As quite a driven person, it can sometimes be a little disturbing when it arrives. But then I remember what’s happening, resist the urge to find a distraction, and sit with it.
When distractions are few, and a pen, paper, sleep and books are about the only things ‘to do’, I’ve found the invitation of these times is to take the time, be still and embrace the lack of stimulus or interruption, feel the feelings, and talk with God.
I often feel drawn to read portions of the Bible, just wandering through, allowing the narrative sweep to flow. Today I read Romans through, wondering yet again why I don’t do this everyday.
Then, after a while I found myself praying again, and a bit later found myself quietly singing a tune by a good friend, Chris Moerman, called Song of Moses.
I’m sure everyone feels a similar thing, feeling low yet peaceful.

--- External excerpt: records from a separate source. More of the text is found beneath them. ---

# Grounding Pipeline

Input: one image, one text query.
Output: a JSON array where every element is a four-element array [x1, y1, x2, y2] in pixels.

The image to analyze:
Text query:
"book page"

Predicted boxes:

Almost like the body pulling you into some reflection, rather than the mind. It’s good for the soul.
That was all this afternoon, and then I went for a long walk – especially pleasant here in Oxford – and, passing a net cafe, have popped in here to write this.
Also been reading a bio I found of the soon-to-retire Archbishop Rowan Williams, Rowan’s Rule, and its extremely interesting. Putting the Anglican politics aside, the portrayal of this quite brilliant, introverted, man with poetic phrasing and deep spiritual insight, has been absorbing and fascinating.